Secretary of State Katie Hobbs will be breaking the law if she shuts down the system that allows congressional and legislative candidates to collect signatures online so they can qualify for the ballot, the Attorney General’s Office warned Tuesday.
In a letter to Bo Dul, Hobbs’ general counsel and election policy advisor, the Attorney General’s Office said state law requires the Secretary of State’s Office to provide a secure internet portal for voters to sign candidates’s nominating petitions, and that the system must only permit qualified electors to sign those petitions. Failing to do so would be either a class 3 misdemeanor or a class 6 felony, wrote Jennifer Wright, who leads Attorney General Mark Brnovich’s election integrity unit.
Hobbs informed candidates last week that she planned to take E-Qual, the online signature portal, offline on March 5 so counties and the Secretary of State’s Office could update the system to incorporate data from the state’s new legislative and congressional districts.

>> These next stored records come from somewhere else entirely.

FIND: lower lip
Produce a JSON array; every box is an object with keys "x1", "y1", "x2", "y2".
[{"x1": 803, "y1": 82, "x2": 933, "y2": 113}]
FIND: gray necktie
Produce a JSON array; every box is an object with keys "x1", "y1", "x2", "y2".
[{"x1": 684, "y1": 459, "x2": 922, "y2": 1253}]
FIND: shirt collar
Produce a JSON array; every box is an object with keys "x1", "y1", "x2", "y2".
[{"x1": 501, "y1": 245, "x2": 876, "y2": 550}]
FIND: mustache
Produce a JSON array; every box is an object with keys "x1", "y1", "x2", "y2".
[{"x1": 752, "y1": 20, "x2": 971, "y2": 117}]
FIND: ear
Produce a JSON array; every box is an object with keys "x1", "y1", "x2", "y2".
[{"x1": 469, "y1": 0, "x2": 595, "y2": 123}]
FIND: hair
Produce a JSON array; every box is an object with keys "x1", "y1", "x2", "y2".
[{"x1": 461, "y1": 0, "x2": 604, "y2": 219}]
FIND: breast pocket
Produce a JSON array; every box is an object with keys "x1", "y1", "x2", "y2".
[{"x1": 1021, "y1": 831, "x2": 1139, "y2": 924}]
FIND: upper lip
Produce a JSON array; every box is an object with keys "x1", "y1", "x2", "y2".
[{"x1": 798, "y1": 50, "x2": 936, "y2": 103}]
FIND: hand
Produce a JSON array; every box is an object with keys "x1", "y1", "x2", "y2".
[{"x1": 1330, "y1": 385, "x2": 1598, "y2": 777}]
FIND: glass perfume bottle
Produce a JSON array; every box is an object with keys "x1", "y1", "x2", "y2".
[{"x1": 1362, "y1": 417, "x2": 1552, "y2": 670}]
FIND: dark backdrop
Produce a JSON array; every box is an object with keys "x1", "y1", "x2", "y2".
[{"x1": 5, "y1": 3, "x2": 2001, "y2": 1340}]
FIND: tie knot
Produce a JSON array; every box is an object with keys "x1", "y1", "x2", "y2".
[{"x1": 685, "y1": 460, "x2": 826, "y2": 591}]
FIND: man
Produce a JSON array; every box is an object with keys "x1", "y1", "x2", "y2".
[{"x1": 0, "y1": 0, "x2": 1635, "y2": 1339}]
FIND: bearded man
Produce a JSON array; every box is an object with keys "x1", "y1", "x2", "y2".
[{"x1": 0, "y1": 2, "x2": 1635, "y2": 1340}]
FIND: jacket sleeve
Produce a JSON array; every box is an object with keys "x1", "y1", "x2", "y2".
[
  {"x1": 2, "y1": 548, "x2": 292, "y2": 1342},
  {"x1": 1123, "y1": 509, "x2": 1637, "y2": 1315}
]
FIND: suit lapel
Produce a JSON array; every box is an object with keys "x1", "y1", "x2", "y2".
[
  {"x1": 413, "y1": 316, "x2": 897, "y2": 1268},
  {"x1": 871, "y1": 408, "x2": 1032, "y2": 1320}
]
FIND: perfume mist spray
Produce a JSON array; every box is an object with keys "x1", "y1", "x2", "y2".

She expected the system to be shut down through the April 4 deadline for candidates to file the nominating petitions they need to qualify for the primary election ballot.
“As it is clear that no action yet has been taken to deprive candidates of their statutory right to obtain online nomination signatures, we urge the Secretary of State to fix the system without delay,” Wright told Dul in the letter.
The Secretary of State’s Office disagrees with Wright’s claim that shutting down E-Qual would be illegal and is considering its response, said Murphy Hebert, a spokeswoman for Hobbs.